Quando nasceu, reinava em Portugal o muito prometedor Rei, o Senhor D. Pedro V, que a doença ceifou prematuramente. Durante toda a vida de Mouzinho a situação em Portugal foi de grande perturbação política, social, económica e financeira e por todo o mundo havia ameaças potenciais e reais, à soberania portuguesa dos seus territórios. Mouzinho alistou-se no Exército, em 1871, sendo promovido a Alferes em 1876, após concluir o Curso de Cavalaria na então Escola do Exército.
Em 1884 é promovido a tenente e nomeado Regente de Estudos no Real Colégio Militar; em 1886, embarca para Goa, onde exerceu várias funções, acabando como Secretário-geral do Governo da Índia; em 1890 é promovido a Capitão e nomeado Governador do distrito de Lourenço Marques, cargo que exerceu durante dois anos, após o que regressa à Metrópole, sendo colocado no Regimento de Cavalaria 8 e 4, onde fica até 1895. Em janeiro de 1895 forma esquadrão em Lanceiros 1 e embarca para Moçambique, a 15 de abril.
A 10 de dezembro é nomeado Governador Militar do Distrito de Gaza e a 13 de Março de 1896 é nomeado Governador - Geral, ascendendo, em 27 de Novembro, a Comissário Régio. Chega a Portugal, em 15 de dezembro de 1897, onde é alvo de grandes homenagens e viaja de seguida pelo estrangeiro onde é recebido por altas entidades na Grã-Bretanha e Irlanda; França e Alemanha.

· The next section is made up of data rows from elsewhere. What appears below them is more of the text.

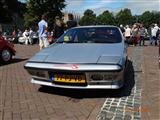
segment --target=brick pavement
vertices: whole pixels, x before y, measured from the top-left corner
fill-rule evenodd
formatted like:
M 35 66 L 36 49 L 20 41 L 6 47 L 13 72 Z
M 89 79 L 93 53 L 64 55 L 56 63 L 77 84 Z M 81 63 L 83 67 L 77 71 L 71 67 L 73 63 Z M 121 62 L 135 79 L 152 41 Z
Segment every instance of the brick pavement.
M 136 54 L 130 56 L 129 76 L 126 79 L 131 81 L 126 83 L 127 89 L 122 91 L 70 90 L 31 84 L 31 76 L 23 66 L 26 60 L 38 51 L 38 45 L 16 45 L 16 49 L 18 52 L 13 62 L 0 66 L 0 120 L 94 120 L 100 119 L 100 110 L 103 110 L 104 106 L 106 109 L 108 109 L 107 106 L 110 106 L 108 118 L 130 119 L 134 118 L 133 114 L 135 114 L 139 119 L 141 114 L 137 111 L 140 109 L 139 106 L 153 108 L 152 111 L 142 112 L 142 119 L 150 119 L 153 116 L 158 118 L 159 84 L 157 80 L 159 79 L 157 78 L 158 73 L 155 73 L 158 68 L 154 69 L 157 54 L 155 47 L 138 48 L 140 52 L 135 51 L 132 47 L 129 49 L 130 55 L 136 53 L 138 56 Z M 144 55 L 141 56 L 141 53 Z M 148 60 L 148 56 L 154 60 Z M 140 81 L 137 81 L 139 79 L 142 85 Z M 154 85 L 149 86 L 151 83 Z M 142 102 L 140 100 L 141 88 Z M 134 105 L 138 109 L 130 109 Z M 122 114 L 122 116 L 116 114 L 119 115 L 117 117 L 113 116 L 114 112 L 127 112 L 127 114 Z
M 87 120 L 96 118 L 106 94 L 41 87 L 30 83 L 24 69 L 38 45 L 15 45 L 12 63 L 0 66 L 0 118 L 2 120 Z M 25 54 L 24 54 L 25 53 Z M 95 113 L 95 114 L 93 114 Z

Regressa a Moçambique em 22 de abril e entra em conflito com o governo, que lhe cerceia as competências e pede a demissão do cargo, em julho de 1898, regressando a Lisboa onde desembarca a 14 de dezembro.
O Rei nomeia-o Ajudante de Campo e é convidado para o Conselho de Sua Majestade; Aio do Príncipe Real D. Luís Filipe e Oficial-Mor da Casa Real. É alvo de várias homenagens. É promovido a Tenente-coronel do Estado-Maior, em 1901. Possuía 22 condecorações nacionais e estrangeiras, entre as quais duas Ordens da Torre e Espada.
Põe termo à vida, em Lisboa (Benfica), em 8 de janeiro de 1902. Tinha 46 anos e deixa viúva D. Maria José Gaivão Mouzinho de Albuquerque, esposa amantíssima e dedicada, que chegou a chefiar um hospital de campanha, no Chibuto (Moçambique). Sem descendência.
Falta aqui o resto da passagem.